Because these loans are small, it’s easy to get tempted to wait longer before paying them off. This is not a good idea though, as it may become a big problem in the future. Here are four ways ignoring small debts can ruin you financially.
They hurt your credit score
Any unpaid debts will lower your credit score. This sort of thing tells the CBS (Credit Bureau Singapore) that you do not exactly honour your commitments to pay back money you owe. In turn, lending institutions will find it harder to trust you with loans. With that, your credit score takes a nosedive.
Instead, make it a habit to pay off any debts you have as soon as possible. That includes high-interest loans, credit card bills, as well as small debts.
Avoid having the mindset that because it’s only a ‘small debt’, it won’t matter. The fact is it does matter, and your credit score will be the best proof.
They keep charging interest
Unpaid loans, no matter how small, will keep making you pay interest until you repay them fully. Ignore a small loan for long enough, and the interest might end up higher than the principal. Not to mention late payment charges, administrative fees, and penalties imposed on the delinquent loan.
Eventually, these small, ignored loans will catch up to you. Instead of being just small, they become big financial burdens to you. So you can’t just ignore small loans, especially the interest you pay.
You may not qualify for other loans
As mentioned earlier, ignoring small loans can hurt your credit score. If it goes below a certain level, you may not be able to take out loans in the future. Banks are quite strict with credit score requirements, and so are some money lenders. A low credit score will only merit rejections from most loan providers.

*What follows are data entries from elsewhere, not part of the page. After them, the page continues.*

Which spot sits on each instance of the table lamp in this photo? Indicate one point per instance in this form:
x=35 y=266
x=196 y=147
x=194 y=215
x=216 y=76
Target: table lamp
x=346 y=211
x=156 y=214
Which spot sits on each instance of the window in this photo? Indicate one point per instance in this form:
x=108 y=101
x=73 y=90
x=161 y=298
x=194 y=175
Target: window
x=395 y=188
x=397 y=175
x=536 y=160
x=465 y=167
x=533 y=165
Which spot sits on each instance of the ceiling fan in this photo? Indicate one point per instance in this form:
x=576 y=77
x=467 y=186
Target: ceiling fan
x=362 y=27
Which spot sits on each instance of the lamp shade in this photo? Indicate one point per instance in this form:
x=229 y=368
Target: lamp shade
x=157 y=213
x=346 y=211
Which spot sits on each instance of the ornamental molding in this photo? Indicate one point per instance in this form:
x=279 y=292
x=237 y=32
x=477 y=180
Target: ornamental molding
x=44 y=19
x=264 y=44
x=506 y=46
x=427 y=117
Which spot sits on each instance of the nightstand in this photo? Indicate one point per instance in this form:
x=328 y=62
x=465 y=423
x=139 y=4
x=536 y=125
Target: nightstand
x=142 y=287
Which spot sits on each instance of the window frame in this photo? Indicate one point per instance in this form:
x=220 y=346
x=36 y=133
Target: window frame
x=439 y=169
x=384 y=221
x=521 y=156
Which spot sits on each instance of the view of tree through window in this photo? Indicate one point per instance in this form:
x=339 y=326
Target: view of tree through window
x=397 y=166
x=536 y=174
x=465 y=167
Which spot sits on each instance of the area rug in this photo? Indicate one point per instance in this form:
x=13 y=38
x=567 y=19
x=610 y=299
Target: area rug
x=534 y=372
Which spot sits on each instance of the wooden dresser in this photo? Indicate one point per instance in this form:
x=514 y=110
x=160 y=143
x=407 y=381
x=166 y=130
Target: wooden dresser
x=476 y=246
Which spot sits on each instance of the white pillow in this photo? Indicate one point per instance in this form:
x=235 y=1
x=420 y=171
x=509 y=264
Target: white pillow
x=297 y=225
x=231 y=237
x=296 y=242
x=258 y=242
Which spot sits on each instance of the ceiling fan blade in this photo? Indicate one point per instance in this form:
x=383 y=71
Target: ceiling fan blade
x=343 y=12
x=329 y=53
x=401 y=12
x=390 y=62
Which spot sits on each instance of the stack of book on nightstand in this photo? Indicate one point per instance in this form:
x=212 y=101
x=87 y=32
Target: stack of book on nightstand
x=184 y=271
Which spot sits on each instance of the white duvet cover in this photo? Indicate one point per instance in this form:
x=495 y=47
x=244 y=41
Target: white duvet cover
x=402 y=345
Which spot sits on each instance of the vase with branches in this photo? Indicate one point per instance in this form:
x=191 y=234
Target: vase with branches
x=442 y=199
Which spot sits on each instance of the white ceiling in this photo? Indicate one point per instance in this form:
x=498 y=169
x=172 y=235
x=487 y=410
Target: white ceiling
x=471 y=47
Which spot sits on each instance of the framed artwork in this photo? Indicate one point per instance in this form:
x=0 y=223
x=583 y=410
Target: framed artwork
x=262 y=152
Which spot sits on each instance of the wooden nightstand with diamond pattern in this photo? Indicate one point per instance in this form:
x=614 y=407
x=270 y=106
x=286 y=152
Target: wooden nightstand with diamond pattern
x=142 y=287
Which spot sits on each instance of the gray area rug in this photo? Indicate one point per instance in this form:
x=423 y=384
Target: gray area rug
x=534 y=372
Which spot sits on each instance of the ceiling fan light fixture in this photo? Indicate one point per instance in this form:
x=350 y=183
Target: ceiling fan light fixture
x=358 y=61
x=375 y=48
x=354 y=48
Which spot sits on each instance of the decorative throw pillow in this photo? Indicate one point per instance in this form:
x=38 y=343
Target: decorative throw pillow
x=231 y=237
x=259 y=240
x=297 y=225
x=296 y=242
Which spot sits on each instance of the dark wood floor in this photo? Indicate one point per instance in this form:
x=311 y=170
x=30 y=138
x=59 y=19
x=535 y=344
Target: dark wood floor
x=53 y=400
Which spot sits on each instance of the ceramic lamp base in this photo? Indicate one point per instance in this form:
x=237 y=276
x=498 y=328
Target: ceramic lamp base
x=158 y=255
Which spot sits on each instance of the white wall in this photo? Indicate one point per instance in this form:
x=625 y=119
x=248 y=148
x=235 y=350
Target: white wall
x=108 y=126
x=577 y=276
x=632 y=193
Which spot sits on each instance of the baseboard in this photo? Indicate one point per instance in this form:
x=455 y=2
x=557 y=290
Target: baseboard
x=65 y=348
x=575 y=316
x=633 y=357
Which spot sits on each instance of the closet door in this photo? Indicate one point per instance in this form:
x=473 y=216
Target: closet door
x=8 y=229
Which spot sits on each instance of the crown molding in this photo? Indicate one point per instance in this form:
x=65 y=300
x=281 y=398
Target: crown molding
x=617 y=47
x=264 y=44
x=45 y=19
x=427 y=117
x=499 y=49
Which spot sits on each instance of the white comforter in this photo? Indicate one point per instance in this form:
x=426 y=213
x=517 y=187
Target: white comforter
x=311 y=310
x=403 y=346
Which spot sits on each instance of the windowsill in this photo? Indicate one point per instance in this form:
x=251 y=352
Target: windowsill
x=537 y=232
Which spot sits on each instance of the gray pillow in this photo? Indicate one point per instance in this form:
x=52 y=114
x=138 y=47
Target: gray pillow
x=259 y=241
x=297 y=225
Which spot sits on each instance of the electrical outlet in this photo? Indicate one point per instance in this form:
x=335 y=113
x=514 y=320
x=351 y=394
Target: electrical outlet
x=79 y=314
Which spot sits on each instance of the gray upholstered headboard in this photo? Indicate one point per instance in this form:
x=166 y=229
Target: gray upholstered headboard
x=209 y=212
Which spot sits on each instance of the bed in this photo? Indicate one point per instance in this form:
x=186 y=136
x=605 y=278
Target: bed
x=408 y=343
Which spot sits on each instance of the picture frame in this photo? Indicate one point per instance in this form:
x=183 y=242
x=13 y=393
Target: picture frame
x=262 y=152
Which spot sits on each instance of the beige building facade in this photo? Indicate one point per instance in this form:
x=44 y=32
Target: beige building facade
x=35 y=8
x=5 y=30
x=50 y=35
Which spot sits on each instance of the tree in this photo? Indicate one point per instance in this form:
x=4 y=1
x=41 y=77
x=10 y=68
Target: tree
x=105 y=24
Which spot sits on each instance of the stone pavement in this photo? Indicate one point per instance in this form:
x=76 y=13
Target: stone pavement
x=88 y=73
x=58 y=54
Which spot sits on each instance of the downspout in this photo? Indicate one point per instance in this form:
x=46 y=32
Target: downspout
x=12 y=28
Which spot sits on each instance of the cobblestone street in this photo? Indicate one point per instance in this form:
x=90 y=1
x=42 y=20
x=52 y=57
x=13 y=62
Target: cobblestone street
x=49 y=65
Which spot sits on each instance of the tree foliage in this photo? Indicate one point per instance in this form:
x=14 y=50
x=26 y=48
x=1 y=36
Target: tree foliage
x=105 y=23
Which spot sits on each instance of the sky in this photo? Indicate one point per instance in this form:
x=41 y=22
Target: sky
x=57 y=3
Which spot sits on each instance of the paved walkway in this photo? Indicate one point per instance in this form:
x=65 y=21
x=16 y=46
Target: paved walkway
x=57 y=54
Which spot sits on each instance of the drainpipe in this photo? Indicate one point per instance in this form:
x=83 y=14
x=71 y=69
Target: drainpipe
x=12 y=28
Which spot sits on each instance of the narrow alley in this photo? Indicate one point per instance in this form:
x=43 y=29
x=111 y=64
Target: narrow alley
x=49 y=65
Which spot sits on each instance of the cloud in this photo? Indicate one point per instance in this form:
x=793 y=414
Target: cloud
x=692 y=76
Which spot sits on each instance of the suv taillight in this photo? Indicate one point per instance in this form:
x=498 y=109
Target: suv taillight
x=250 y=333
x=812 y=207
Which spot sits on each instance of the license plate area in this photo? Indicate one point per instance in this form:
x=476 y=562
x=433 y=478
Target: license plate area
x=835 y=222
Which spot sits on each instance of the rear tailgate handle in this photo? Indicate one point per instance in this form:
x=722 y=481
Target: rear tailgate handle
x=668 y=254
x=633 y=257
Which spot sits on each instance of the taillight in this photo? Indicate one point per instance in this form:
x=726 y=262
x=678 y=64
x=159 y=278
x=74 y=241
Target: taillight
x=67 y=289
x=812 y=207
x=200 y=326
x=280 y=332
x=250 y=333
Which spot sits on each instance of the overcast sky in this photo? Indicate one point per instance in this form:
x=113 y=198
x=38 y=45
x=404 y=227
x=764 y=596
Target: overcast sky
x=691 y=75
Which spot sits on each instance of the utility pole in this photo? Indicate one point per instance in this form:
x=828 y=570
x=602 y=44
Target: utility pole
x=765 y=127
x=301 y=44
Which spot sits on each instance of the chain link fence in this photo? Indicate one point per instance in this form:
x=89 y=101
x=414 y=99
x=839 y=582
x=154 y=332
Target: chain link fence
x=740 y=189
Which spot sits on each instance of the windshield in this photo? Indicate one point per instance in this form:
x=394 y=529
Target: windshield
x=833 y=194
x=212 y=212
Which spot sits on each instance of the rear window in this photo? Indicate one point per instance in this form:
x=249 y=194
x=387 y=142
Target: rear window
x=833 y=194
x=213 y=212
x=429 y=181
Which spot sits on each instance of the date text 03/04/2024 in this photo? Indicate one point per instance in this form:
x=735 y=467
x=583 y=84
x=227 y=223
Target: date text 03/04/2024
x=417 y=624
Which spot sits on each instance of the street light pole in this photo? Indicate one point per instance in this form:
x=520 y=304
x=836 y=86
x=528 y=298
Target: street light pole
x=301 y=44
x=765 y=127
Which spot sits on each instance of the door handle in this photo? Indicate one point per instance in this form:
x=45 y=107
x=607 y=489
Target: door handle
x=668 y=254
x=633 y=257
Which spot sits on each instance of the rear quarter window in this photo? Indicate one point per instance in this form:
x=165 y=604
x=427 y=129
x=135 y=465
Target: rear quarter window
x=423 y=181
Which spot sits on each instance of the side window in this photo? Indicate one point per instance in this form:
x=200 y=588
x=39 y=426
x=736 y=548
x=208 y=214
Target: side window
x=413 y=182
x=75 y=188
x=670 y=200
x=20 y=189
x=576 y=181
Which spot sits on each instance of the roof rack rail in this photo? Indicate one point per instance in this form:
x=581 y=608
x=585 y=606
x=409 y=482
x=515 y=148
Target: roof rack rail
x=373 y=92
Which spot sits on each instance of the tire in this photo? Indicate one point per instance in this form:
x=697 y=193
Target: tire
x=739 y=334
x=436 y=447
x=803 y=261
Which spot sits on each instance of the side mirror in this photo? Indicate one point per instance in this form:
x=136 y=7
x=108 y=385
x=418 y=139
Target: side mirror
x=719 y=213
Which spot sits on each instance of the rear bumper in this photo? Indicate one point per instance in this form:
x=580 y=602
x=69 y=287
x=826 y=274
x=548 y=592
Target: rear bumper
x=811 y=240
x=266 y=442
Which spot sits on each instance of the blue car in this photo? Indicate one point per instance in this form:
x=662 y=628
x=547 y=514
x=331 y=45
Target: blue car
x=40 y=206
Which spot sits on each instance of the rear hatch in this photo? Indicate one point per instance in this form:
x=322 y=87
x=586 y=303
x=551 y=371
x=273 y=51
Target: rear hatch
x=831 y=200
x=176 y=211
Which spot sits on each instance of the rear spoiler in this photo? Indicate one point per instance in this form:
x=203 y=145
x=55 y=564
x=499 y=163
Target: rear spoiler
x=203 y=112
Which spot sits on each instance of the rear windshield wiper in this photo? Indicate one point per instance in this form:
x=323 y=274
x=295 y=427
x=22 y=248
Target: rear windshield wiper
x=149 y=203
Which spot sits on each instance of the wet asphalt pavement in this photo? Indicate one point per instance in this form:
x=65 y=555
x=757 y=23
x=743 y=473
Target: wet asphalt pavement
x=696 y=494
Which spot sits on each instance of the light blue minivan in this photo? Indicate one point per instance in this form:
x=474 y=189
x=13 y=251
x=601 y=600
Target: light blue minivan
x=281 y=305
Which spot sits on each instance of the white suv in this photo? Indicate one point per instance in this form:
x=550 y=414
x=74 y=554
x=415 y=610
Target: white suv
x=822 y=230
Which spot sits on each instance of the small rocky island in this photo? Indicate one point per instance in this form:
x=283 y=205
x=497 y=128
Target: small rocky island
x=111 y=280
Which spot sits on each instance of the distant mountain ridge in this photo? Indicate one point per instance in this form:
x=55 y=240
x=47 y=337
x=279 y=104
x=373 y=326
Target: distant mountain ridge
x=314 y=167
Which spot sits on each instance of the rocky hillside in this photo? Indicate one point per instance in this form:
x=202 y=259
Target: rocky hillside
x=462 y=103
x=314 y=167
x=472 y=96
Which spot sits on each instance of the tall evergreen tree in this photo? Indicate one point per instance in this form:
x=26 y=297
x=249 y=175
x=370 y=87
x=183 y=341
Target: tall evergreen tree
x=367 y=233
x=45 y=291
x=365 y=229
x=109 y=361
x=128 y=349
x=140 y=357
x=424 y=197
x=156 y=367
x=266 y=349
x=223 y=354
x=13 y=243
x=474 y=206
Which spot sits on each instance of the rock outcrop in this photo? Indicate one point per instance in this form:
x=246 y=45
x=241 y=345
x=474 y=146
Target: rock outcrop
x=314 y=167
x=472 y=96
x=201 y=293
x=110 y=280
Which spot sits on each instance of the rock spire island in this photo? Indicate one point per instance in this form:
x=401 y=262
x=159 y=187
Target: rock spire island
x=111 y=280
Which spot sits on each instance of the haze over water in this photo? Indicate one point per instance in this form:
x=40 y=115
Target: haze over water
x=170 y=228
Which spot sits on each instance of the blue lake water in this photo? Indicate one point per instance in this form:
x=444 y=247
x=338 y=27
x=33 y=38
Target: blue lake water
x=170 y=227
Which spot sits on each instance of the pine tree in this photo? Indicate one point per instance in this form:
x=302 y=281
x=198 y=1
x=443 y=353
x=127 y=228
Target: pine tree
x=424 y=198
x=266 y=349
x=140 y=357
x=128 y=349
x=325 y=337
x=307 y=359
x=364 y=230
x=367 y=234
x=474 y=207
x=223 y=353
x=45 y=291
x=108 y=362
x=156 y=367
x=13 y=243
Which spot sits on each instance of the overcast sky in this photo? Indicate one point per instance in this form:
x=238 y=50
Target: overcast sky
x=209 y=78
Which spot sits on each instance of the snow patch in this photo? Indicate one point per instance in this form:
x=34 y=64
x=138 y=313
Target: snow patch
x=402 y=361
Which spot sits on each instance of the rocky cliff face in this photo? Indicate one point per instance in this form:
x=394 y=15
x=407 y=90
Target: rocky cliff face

This is not a good thing, especially if you lack the funds for emergencies. If an unexpected need arises, like a sudden hospitalisation, and you don’t have a source of funds, a loan can be a lifesaver. But if you cannot qualify for one, getting the money you need becomes a lot harder.
Constant collection notices can be annoying
Even with small loans, lenders will hand you collection notices if you wait too long to pay them off. These persistent communications can give you unnecessary stress. In some cases, this may lead to people developing mental health problems, like anxiety or depression. At best, you will have an additional source of distress to deal with every single day.
Conclusion
Paying off your debts on time – even the small ones – is an important financial habit to build. Prioritise getting out of debt so you can live a more pleasant life and build wealth sooner. Don’t wait too long to pay off even those small debts.